What has been your most challenging PA role to date and why? 

One boss was extremely challenging and unrealistic but an important PA trait is discretion so it’s probably best to leave that one there!

How does it differ from previous jobs? 

I’ve had lots of different roles in the past so being a PA differs simply by being office based as that was new to me. Being a PA is a very varied job and I love how much you can learn about so many things. I’ve ended up at amazing events and organising things from a boss’ company strategy to their honeymoon!

Who has been your most inspirational boss and why? 

I’ve had lots of great bosses but I think the one in my new company is particularly inspirational. The company has grown globally in a really short time and he works so hard but remains friendly and self-sufficient. He hasn’t let success go to his head.

Biggest achievement as a PA? 

Sometimes I’m asked to do something that can seem very unachievable so just surpassing expectations and bossing situations is a satisfying achievement for me. Coming up with new ideas that make a business run more smoothly and seeing them put into practise and working is also a great feeling.

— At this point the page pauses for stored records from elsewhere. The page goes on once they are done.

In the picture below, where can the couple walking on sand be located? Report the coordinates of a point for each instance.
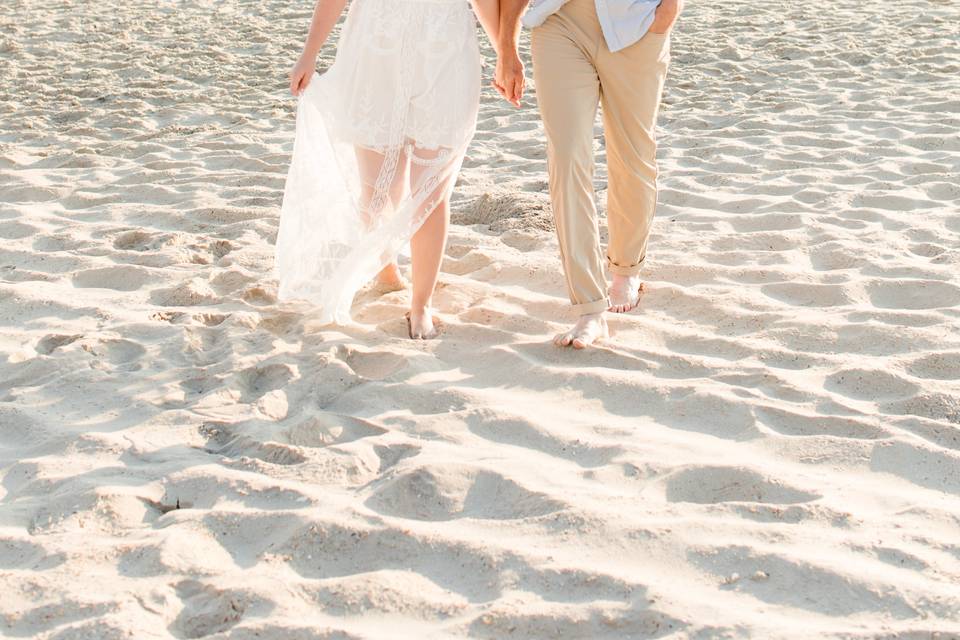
(381, 136)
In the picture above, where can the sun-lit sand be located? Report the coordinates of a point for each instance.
(769, 449)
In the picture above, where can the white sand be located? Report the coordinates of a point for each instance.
(769, 449)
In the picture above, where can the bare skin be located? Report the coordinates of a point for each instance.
(510, 82)
(427, 244)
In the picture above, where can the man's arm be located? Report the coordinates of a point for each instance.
(509, 79)
(488, 13)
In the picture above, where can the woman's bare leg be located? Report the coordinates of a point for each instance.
(370, 163)
(427, 246)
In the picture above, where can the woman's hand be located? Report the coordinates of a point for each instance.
(666, 15)
(301, 73)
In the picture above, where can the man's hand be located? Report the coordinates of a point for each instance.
(666, 15)
(509, 79)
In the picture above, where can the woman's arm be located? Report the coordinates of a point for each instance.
(325, 15)
(488, 13)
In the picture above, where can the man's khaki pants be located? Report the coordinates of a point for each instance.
(574, 71)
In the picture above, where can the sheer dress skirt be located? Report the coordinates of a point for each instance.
(380, 138)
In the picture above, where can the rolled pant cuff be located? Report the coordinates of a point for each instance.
(632, 270)
(596, 306)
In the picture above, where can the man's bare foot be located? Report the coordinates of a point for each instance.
(624, 293)
(421, 324)
(589, 329)
(390, 279)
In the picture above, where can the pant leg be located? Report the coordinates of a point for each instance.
(632, 85)
(568, 92)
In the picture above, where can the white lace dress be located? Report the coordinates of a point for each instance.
(380, 138)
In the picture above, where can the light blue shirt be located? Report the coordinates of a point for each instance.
(623, 21)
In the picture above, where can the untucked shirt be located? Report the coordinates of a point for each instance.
(623, 21)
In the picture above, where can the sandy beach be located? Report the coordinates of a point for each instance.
(769, 448)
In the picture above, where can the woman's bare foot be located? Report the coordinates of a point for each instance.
(390, 279)
(421, 324)
(589, 329)
(624, 293)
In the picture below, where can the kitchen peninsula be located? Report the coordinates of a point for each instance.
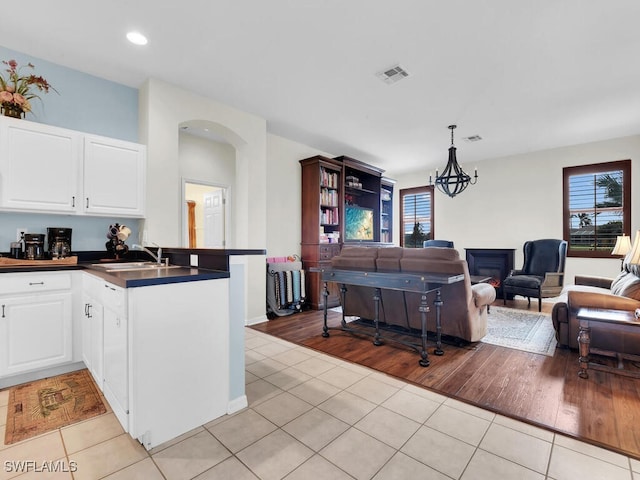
(156, 339)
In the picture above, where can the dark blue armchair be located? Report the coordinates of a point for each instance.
(542, 275)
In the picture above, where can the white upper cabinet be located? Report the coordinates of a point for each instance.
(114, 177)
(39, 167)
(50, 169)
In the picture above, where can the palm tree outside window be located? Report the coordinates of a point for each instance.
(416, 216)
(596, 207)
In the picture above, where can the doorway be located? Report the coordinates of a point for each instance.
(205, 215)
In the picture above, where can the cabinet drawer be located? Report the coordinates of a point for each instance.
(11, 283)
(114, 298)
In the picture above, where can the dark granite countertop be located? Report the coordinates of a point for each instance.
(161, 276)
(128, 279)
(209, 266)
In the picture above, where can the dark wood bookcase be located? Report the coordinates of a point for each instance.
(344, 201)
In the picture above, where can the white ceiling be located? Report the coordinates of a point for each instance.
(525, 75)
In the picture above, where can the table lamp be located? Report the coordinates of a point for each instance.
(622, 247)
(634, 258)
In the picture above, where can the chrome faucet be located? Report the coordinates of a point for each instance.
(157, 257)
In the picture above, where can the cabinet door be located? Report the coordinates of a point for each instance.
(35, 332)
(38, 166)
(114, 177)
(116, 374)
(86, 330)
(92, 339)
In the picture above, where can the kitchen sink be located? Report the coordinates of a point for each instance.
(132, 266)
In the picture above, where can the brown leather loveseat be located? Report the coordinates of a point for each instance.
(621, 293)
(464, 313)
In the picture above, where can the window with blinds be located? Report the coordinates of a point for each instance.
(596, 207)
(416, 217)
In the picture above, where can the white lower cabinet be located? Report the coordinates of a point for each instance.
(92, 328)
(116, 363)
(35, 322)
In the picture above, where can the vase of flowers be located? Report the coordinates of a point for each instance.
(16, 89)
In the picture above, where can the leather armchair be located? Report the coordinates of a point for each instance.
(542, 275)
(622, 293)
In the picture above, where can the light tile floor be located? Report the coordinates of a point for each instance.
(312, 416)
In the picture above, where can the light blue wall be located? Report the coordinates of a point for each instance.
(88, 104)
(83, 102)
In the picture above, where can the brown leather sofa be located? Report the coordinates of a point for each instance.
(464, 313)
(621, 293)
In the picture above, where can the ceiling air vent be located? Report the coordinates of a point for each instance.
(392, 75)
(473, 138)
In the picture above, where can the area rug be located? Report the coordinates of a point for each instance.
(44, 405)
(522, 330)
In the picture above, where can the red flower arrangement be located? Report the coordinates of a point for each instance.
(16, 89)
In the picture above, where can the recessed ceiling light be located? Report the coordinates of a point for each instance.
(137, 38)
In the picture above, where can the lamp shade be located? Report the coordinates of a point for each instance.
(634, 256)
(623, 245)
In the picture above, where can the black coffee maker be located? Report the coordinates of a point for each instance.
(59, 242)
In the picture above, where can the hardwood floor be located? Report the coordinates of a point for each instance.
(545, 391)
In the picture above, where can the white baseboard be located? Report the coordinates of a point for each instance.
(256, 320)
(237, 404)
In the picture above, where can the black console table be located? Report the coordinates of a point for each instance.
(422, 283)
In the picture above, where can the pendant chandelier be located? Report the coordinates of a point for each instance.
(453, 179)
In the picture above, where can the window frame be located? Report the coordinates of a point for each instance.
(595, 168)
(415, 191)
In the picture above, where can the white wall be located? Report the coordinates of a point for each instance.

Biggest hurdle you have had to overcome as a PA? 

Dealing with some very unpredictable characters and being told something is unachievable when it simply has to be can be tough.

My tip in those situations is to - stand your ground and stay strong but be friendly to build a great rapport with clients, it’ll always turn in your favour at times you least expect.

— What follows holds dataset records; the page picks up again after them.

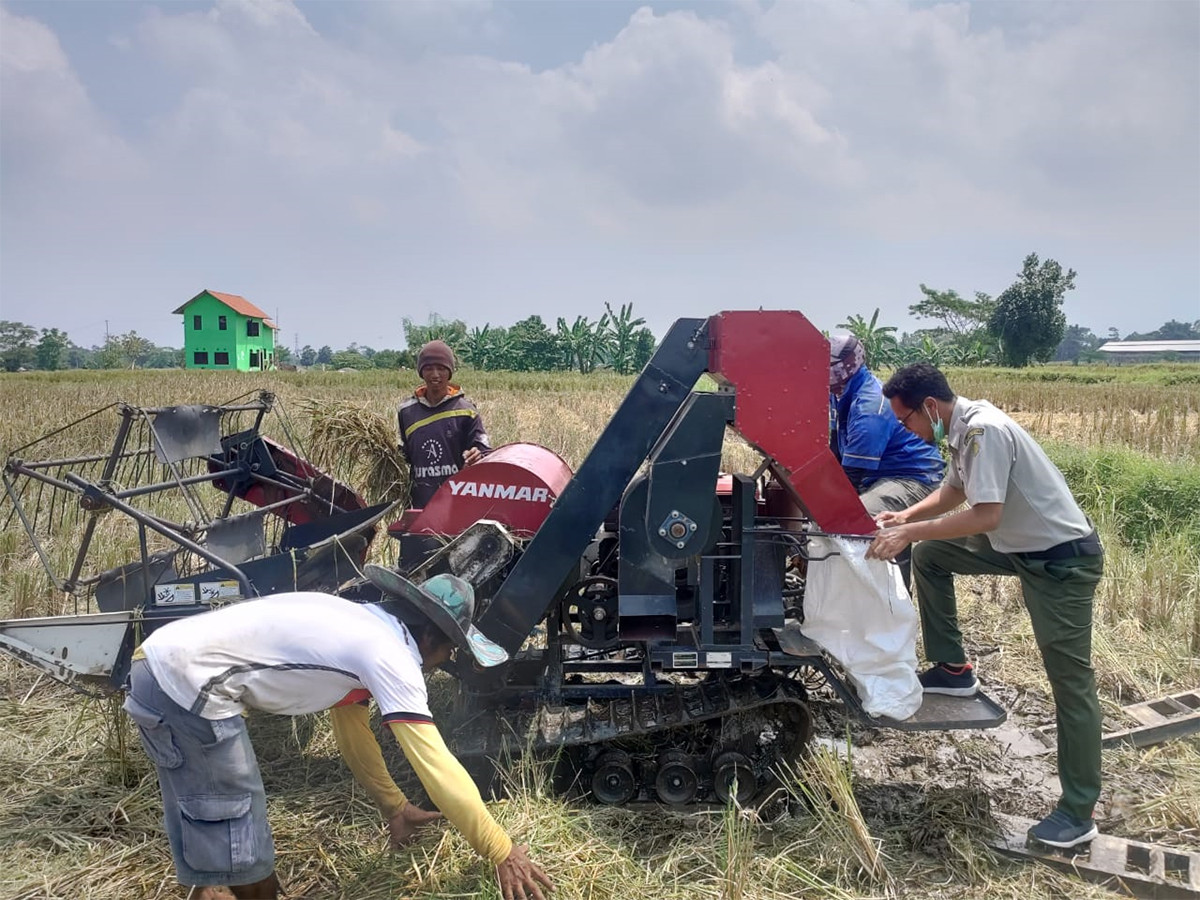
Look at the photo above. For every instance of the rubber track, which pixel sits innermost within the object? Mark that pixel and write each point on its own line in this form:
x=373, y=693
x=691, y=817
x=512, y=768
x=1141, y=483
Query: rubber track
x=551, y=727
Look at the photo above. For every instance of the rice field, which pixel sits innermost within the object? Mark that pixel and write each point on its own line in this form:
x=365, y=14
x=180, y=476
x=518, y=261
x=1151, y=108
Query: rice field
x=79, y=815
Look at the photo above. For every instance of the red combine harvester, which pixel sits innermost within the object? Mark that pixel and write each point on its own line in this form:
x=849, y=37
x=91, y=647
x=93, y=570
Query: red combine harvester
x=652, y=607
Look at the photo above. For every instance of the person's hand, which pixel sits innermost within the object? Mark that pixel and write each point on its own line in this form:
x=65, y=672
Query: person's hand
x=887, y=519
x=888, y=543
x=520, y=876
x=403, y=826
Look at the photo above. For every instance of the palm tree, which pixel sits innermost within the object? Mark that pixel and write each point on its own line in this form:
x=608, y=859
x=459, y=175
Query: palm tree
x=879, y=341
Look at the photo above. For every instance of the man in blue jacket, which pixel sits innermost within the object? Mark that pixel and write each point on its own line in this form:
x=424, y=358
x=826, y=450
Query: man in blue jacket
x=889, y=467
x=441, y=430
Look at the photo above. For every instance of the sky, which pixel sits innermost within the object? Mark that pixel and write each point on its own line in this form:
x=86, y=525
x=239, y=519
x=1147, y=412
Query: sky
x=345, y=166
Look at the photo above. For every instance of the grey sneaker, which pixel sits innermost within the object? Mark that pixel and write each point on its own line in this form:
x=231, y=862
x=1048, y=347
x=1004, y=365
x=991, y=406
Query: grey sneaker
x=957, y=682
x=1062, y=829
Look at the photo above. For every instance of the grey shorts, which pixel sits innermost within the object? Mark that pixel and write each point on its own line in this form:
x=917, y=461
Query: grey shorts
x=213, y=797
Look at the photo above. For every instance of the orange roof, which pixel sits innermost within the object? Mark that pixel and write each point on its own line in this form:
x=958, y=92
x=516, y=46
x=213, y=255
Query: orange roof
x=238, y=304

Do you feel valued as a PA? Do you think PAs get enough recognition? 

I‘ve find every PA role to be so different. Personal Assistant is quite a vague term and the role can be performed at very different levels so I think it’s hard to determine the value and recognition received. Some PA duties are quite straightforward, getting coffees and some admin but other roles, the level of expectation about what you do is much higher; you’re involved in their professional and private lives. I’ve found that whatever your tasks are, big or small, the recognition and appreciation definitely depends on who you’re working for. I’ve been on both ends of the spectrum and have learnt that when you go for your interview, it’s so important to interview them as much as they do you. The working relationship you have with your boss is key to your appreciation, success and overall work/life happiness.

What advice would you give to candidates finding their first job in a support role in London? 

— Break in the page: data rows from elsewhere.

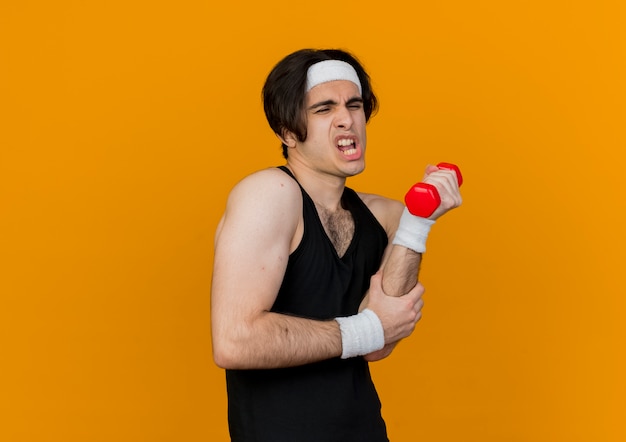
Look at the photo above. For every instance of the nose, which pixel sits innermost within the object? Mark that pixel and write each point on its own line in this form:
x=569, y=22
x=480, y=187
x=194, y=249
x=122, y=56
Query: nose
x=343, y=118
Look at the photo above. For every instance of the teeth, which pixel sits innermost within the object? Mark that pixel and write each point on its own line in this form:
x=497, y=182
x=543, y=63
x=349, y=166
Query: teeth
x=345, y=142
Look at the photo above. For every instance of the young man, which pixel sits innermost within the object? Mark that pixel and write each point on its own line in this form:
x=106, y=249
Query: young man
x=304, y=266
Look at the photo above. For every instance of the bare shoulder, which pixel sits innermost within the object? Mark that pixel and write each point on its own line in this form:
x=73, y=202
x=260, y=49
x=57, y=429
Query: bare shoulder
x=268, y=197
x=386, y=210
x=267, y=182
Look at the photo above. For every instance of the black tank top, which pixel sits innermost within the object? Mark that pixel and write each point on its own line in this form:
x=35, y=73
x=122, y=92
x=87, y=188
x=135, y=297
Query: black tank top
x=331, y=400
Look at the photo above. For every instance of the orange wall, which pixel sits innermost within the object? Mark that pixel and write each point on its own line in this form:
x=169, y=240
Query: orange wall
x=125, y=124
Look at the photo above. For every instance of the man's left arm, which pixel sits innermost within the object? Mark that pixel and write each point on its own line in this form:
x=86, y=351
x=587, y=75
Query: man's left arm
x=401, y=262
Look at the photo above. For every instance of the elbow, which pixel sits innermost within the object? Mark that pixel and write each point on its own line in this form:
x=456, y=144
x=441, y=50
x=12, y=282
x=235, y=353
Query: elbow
x=227, y=355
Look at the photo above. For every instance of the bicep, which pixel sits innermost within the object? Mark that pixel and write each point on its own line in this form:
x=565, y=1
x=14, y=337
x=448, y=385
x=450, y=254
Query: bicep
x=251, y=251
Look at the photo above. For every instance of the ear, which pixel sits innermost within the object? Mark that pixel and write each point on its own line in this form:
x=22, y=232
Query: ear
x=288, y=138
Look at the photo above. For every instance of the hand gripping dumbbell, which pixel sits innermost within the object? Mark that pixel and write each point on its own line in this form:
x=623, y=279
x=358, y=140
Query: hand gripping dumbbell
x=423, y=199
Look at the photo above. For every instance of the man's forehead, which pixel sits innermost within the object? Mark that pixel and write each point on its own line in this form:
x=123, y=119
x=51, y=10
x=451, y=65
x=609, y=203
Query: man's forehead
x=336, y=90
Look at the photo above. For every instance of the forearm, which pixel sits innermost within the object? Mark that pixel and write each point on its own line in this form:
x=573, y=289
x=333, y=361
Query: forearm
x=400, y=270
x=273, y=340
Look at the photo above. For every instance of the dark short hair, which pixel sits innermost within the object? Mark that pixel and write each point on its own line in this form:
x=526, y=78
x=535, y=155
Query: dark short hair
x=284, y=90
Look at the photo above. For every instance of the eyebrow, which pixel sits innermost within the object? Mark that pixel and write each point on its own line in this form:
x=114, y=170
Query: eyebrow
x=334, y=103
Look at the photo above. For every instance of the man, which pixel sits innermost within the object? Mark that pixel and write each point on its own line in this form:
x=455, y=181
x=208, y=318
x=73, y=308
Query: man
x=298, y=304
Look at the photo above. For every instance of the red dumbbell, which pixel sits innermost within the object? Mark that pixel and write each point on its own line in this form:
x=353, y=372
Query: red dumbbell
x=423, y=199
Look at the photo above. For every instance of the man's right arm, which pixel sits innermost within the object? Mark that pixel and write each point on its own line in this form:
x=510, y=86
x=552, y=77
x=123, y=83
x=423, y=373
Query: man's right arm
x=252, y=249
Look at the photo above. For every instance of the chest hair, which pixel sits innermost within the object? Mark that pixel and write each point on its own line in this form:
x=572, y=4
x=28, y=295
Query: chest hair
x=339, y=227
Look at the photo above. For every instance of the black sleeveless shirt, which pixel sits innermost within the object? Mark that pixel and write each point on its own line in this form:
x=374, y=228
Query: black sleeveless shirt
x=331, y=400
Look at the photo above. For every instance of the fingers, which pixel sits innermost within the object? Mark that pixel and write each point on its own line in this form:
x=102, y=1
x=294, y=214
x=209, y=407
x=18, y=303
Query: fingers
x=447, y=185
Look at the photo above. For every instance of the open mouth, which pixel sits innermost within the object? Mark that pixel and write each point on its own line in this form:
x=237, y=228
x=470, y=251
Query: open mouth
x=347, y=146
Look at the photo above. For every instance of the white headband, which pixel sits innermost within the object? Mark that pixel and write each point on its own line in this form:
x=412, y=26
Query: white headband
x=331, y=70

Finding temp work is a great way to learn about many different industries, especially if you’re working front of house. I did this for a few years ad hoc, around my main job which wasn’t 9-5, and this taught me about where I wanted to be. Temping is also an easy way to get into a company and then transfer internally.

What three attributes do you think make a good PA? 

Organisation, patience and proactivity.

What makes your day easier/ what or who couldn’t you live without? 

Outsourcing travel agents and concierge services.

What are you most proud of? 

Landing my most recent EA role. I hadn’t had as much experience as the other candidates but the company could see my enthusiasm and recognised my varied experience and transferable skills and made an offer I couldn’t refuse.

I found other recruiters couldn’t see past the level of experience I had and were putting me forward for much more junior roles.

What advice would you give to a young PA starting their career? 

Definitely start on reception if you can’t get a direct PA role.

Speak to other PAs, attend networking events and be open to new technology & services making work like much more time efficient. Be proactive and help wherever you can and you’ll soon be noticed.

When you’re not being one of London’s top PAs, what do you enjoy doing? 

Going on holidays! I like to travel as much as possible and I’m always getting the best flight deals. I’ve recently been to Vienna where I booked flights for 0.02p per person and Philippines for £200 return.